Figure 12. (A) Examples of network connectivity plots of the segmented vascular networks of fruit at 9, 14, and 22 weeks after bloom, showing the branching points and their radial position in the fruit (color bar). (B) Distribution of branching points as a function of radial distance from the core of the fruit.


Implications of the Distinct Void Architecture in Core and Cortex Tissue

As of week 7 after full bloom and later, the organization of voids in the core and cortex tissue appeared to be different: the porosity of the core was smaller than that of the cortex, and the void network in the core was more narrow, branched and fragmented. This most likely has an impact on transport of respiratory gasses (Ho et al., 2011, 2013; Herremans et al., 2013a, 2014a,b). The diffusivity of metabolic gasses such as O2 and CO2 is highly dependent on the porosity and connectivity of the cortex tissue (Ho et al., 2011). It has been shown that a low diffusivity for metabolic gasses in combination with a high respiratory activity may cause hypoxic conditions in the center of apple fruit that may lead to cell death and visible tissue damage symptoms including browning and the emergence of internal cavities. This has serious consequences for the commercial storage of apple fruit which commonly is under hypoxic conditions.

The increase in individual pore volume in the cortex during fruit development may impart sponginess to the texture of apple fruit and contribute to the characteristic reduction of firmness that is typically observed before harvest (Figure 3). However, the increase in porosity levels off in the final weeks before harvest, whereas the firmness continues to decrease. This can be attributed to changes in the cell wall and, in particular, middle lamella biochemistry that inflicts further textural changes as the fruit matures (Johnston et al., 2010; Longhi et al., 2012; Gwanpua et al., 2014). The gradual loosening of the cells due to pectin breakdown, particularly at positions were three or more cells touch each other, may create little schizogenous pores that are likely not to increase the porosity but may further increase the connectivity of the pore network. We have observed such schizogenous pores in apple cortex tissue based on high resolution synchrotron μCT images (Verboven et al., 2008); in pear cortex tissue they are abundant.
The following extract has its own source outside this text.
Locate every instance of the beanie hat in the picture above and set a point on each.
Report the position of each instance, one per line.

Recent advances in X-ray μCT hardware, software and computational power (Hanke et al., 2008; Pratx and Xing, 2011) allows to visualize relatively large samples (such as intact apple fruit in Figure 8) at imaging resolutions that allow microstructural assessment, such that the entire void space of the tissue can be imaged for an entire fruit. These huge data stacks enable the generation of a virtual fruit geometry combining detailed information from the fruit scale to the void scale, based on measurements that display genuine heterogeneities in the fruit microstructure, without the need for sampling. Such high resolution images will provide much more detail about gas transport processes in apple fruit.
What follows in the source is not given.